À l’ouverture de la campagne électorale, Rutte a repris à son compte les tirades xénophobes de Wilders. Le 23 janvier, il a publié une lettre ouverte dans les sept plus grands quotidiens du pays, demandant aux immigrants de s’adapter aux « normes et aux valeurs hollandaises ». Le premier ministre a déclaré : « Nous éprouvons un sentiment de malaise grandissant lorsque des gens abusent de notre liberté pour désorganiser le pays, alors qu’ils sont précisément venus ici à cause de cette liberté. » Il a brandi la menace : « Comportez-vous normalement ou partez. »

Le dirigeant du PvdA, Asscher, s’est engagé dans la même voie. Il réclame une réglementation plus stricte sur l’immigration, la défense de l'« identité » néerlandaise et un « patriotisme progressif. »

C’est ainsi que Rutte et Asscher font directement le jeu de la propagande anti-migrant de Wilders. Avant 2005, Wilders était un membre du groupe parlementaire du VVD et passait pour le mentor de Rutte. Il avait rompu avec le VVD sur la question de l’entrée de la Turquie dans l’UE et avait lancé l’extrême-droite PVV.

Trois semaines avant les élections, le PVV de Wilders est au coude à coude avec le VVD de Rutte dans les sondages. Les deux partis disposeraient chacun de 23 à 28 sièges sur les 150 que compte le parlement.

Le PvdA risque de chuter de 38 à moins de 10 sièges. Sa part du vote dans les sondages a dégringolé de 25,3 à 8 pour cent.

Le Parti socialiste (SP), fondé en 1971 comme organisation maoïste (Parti communiste néerlandais/marxiste-léniniste), s’est montré incapable de tirer profit de l’effondrement du PvdA. Après avoir remporté 25 sièges en 2010 et 15 sièges en 2012, l’on prévoit maintenant qu’il ne recueille que 11 à 13 sièges en dépit de la crise sociale.

Le SP, qui n’est « socialiste » que de nom, avance un programme strictement nationaliste et tente de le masquer de promesses creuses de réforme.

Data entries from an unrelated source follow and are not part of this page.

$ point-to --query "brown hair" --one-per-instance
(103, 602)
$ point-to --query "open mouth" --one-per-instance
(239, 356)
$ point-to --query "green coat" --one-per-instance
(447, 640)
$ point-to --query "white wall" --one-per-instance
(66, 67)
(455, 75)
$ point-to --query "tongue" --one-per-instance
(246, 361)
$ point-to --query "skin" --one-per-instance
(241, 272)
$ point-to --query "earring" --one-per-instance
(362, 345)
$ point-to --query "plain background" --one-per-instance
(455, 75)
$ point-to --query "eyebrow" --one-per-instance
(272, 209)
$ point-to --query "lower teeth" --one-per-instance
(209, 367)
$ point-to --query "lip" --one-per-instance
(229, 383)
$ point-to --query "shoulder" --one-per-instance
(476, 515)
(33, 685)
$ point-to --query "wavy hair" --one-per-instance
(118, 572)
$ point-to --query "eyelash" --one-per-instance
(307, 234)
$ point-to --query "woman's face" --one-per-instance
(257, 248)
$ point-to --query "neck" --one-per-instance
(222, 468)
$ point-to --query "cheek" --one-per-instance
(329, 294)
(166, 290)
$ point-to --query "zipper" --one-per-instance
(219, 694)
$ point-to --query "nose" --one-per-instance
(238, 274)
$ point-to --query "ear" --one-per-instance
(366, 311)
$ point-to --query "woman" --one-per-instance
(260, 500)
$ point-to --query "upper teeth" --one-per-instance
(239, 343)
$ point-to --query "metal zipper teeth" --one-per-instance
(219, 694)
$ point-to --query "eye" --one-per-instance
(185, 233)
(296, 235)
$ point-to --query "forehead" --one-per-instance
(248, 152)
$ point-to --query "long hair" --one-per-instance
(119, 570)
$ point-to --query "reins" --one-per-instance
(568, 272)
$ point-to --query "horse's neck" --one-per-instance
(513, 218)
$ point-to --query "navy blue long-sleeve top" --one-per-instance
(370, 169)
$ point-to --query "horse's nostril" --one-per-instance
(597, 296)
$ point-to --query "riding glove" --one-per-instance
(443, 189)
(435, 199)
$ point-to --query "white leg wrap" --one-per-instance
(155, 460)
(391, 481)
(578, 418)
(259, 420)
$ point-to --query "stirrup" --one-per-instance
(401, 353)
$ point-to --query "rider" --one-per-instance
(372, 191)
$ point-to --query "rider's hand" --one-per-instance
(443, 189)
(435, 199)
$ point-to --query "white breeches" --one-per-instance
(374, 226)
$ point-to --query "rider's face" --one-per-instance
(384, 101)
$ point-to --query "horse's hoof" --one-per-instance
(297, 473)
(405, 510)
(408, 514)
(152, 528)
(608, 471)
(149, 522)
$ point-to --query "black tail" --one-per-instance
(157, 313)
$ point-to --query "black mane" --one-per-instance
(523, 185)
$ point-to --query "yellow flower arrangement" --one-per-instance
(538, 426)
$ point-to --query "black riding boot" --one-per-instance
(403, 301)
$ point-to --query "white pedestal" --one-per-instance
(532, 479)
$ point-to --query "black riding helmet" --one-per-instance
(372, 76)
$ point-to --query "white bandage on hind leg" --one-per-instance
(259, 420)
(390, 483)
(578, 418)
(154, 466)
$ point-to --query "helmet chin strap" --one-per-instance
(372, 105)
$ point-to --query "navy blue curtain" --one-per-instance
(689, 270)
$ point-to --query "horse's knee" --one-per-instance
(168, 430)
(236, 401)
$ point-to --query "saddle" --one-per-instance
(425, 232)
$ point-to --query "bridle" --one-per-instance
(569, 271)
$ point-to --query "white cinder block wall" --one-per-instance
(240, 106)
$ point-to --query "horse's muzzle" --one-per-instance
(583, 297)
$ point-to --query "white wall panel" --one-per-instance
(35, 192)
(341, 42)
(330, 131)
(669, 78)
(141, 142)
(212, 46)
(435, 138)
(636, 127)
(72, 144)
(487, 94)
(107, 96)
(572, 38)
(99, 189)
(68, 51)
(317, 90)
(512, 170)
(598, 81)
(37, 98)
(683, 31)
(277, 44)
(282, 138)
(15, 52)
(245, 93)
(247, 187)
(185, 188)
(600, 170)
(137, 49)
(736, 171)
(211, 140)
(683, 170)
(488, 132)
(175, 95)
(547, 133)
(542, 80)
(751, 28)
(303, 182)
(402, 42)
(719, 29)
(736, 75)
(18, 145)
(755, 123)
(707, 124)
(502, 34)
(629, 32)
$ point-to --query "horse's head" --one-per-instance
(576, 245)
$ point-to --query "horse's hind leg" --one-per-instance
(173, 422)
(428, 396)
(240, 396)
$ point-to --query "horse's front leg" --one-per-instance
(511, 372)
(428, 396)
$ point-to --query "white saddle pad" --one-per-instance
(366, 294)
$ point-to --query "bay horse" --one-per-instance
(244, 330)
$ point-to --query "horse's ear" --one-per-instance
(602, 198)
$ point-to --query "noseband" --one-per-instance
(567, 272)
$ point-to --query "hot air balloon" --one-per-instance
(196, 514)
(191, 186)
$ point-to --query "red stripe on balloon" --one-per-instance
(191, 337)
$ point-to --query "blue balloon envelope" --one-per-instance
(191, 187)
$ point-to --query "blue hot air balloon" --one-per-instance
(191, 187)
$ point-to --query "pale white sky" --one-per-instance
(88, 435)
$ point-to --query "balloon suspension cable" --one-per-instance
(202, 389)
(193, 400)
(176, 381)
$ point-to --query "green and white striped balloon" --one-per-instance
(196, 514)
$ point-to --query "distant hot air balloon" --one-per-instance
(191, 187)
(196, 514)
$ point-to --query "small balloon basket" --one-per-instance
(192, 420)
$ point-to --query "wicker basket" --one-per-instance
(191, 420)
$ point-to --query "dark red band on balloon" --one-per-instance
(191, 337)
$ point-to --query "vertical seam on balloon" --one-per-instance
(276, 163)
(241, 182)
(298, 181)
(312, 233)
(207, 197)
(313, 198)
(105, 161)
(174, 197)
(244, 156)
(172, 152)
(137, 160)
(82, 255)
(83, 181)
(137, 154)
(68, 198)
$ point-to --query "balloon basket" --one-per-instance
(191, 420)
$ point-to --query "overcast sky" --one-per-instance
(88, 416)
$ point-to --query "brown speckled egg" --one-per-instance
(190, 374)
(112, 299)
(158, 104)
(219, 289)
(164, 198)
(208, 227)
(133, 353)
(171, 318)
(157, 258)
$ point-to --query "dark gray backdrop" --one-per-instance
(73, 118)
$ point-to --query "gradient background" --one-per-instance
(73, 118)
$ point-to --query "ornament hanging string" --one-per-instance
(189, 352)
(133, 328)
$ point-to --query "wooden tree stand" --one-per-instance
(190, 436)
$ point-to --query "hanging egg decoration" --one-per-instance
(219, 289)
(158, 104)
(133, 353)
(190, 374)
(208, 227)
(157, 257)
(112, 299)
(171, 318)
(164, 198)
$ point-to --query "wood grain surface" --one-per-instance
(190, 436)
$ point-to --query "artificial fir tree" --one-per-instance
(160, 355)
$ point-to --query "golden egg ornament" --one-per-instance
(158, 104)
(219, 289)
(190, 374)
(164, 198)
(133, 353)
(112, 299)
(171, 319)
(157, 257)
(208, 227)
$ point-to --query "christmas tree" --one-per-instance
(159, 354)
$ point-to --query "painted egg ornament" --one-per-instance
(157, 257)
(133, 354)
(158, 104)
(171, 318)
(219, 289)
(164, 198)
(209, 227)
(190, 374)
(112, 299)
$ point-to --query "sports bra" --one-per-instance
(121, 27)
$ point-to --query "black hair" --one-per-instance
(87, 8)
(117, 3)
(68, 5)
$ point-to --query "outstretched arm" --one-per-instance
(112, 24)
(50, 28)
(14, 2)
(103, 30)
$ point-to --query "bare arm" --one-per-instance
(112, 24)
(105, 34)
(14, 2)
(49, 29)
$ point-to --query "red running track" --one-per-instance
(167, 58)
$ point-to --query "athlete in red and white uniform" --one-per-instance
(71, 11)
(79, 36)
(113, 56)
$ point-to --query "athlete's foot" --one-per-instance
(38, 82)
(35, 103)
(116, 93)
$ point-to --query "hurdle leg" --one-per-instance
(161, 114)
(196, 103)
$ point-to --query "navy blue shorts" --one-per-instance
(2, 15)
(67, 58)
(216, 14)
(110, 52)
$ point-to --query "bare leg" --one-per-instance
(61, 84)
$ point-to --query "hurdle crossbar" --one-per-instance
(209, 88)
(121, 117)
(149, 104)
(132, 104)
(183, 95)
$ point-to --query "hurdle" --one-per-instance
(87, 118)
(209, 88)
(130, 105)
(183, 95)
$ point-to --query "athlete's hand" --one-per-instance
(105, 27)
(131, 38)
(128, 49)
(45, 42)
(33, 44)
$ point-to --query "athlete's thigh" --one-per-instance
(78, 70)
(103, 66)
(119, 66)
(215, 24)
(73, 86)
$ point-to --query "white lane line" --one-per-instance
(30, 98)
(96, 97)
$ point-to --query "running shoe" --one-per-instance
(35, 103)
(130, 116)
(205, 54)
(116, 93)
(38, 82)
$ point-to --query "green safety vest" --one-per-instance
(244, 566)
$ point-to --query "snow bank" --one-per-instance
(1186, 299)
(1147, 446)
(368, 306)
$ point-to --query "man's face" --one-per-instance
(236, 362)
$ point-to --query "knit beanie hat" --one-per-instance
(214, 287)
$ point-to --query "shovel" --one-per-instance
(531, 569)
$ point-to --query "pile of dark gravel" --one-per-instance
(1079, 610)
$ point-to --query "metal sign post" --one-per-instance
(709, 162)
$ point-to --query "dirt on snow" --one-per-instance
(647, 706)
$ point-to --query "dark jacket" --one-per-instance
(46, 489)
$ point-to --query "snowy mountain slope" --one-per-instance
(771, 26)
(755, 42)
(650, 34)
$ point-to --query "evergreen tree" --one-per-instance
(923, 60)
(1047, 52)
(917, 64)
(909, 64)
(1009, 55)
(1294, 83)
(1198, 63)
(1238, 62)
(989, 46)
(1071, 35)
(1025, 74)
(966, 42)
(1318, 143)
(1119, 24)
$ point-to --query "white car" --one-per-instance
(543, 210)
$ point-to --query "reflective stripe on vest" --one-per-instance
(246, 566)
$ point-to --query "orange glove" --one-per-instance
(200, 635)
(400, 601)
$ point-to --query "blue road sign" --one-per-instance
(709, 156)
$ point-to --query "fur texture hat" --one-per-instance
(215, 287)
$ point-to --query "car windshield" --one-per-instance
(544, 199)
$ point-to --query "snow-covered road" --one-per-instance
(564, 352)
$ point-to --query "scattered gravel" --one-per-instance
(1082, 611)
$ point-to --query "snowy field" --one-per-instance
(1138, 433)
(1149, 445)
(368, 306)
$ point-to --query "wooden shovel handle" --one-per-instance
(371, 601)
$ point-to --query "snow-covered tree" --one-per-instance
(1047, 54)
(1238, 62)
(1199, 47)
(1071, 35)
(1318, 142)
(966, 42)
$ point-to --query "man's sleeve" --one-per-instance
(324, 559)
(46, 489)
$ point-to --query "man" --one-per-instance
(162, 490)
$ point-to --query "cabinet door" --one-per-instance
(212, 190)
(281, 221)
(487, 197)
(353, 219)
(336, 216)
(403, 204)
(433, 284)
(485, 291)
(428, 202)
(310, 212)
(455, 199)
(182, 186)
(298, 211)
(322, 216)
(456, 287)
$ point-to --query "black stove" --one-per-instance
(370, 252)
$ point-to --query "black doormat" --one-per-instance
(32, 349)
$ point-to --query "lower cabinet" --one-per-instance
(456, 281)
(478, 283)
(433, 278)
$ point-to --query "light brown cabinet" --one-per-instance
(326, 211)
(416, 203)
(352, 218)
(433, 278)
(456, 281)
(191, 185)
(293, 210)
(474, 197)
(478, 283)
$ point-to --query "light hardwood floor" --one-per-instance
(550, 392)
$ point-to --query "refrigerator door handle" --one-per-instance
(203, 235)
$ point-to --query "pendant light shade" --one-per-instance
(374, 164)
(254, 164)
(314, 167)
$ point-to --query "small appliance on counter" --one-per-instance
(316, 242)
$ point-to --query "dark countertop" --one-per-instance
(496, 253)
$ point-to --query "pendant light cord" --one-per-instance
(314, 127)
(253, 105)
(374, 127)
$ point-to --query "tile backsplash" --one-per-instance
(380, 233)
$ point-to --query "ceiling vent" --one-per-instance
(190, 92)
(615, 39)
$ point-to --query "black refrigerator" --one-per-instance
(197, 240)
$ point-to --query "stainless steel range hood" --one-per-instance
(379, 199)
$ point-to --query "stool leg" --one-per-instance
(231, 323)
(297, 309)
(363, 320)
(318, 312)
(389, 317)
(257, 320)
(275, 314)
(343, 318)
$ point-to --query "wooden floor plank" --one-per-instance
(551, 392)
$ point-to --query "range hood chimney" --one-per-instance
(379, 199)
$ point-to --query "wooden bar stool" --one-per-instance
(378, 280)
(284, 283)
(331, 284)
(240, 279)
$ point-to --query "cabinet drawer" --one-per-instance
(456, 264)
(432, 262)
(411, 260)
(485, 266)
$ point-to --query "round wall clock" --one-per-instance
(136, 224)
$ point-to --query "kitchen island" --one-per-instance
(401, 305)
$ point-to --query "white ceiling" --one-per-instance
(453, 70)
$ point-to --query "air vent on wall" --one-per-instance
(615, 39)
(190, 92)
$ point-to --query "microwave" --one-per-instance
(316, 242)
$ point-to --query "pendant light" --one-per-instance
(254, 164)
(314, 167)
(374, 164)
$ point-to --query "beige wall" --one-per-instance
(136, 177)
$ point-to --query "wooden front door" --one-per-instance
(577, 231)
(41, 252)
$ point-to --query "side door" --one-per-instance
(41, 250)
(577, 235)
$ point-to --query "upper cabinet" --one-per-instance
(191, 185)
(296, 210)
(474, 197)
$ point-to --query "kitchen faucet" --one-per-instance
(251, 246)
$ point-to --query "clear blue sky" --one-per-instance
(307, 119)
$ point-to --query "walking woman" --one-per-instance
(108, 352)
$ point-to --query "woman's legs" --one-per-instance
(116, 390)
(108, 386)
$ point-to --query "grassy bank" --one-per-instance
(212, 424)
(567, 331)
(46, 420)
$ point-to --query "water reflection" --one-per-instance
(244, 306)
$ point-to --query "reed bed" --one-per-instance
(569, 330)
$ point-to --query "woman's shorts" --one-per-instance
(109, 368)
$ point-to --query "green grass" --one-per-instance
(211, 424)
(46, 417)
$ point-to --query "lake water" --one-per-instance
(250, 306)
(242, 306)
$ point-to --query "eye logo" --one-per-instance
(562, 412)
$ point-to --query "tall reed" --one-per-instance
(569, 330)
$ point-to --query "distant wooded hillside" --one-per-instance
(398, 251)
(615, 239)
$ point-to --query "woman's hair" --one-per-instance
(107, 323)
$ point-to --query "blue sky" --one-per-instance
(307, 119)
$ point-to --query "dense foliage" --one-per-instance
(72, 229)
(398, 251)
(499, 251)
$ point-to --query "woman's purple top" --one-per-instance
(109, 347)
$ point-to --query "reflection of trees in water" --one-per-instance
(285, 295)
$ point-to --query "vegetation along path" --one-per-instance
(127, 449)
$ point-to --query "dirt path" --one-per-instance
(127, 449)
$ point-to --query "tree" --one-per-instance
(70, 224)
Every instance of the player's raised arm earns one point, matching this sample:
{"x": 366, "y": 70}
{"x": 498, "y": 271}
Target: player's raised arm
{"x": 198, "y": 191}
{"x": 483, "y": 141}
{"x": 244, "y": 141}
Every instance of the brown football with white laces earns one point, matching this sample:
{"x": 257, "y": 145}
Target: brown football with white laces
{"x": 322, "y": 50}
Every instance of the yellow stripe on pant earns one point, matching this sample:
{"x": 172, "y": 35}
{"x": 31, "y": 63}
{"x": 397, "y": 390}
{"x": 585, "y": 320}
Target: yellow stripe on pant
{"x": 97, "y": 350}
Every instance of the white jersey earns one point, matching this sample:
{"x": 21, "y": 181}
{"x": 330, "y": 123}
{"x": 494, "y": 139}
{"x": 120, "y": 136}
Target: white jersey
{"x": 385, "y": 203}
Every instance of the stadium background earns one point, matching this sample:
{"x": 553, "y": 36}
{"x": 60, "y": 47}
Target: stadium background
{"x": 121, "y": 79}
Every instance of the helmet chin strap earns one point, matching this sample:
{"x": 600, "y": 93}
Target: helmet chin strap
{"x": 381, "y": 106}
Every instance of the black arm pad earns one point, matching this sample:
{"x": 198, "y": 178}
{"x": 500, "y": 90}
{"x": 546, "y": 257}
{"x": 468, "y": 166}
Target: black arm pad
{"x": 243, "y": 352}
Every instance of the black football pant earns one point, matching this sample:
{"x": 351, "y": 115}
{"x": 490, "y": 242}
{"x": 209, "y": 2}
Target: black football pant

Son candidat principal, Emile Roemer, approuve la campagne sur la loi et l’ordre des autres partis et demande une augmentation des effectifs et du matériel de la police.

Outre le PVV de Wilders, le CDA, les Verts de Groen-Links et les démocrates libéraux de gauche de D66 s’attendent aussi à remporter plus de voix. Chacun escompte recueillir autour de 11 pour cent des voix, soit 15 à 16 sièges. Les résultats définitifs des élections sont toutefois loin d’être certains. Selon I&O Research, 77 pour cent des électeurs sont encore indécis.

Puisque aucun parti n’est susceptible d’obtenir une majorité de sièges, le SP spécule désormais sur la possibilité de pouvoir former une coalition avec les sociaux-démocrates et Groen-Links. Selon son chef Roemer, le SP reste ouvert à toute coalition « sauf avec Wilders et Rutte ».

Rutte a également exclu la possibilité d’une coalition avec Wilders mais, selon les sondages, plus des trois quarts des électeurs s’attendent à ce qu’il revienne sur sa promesse.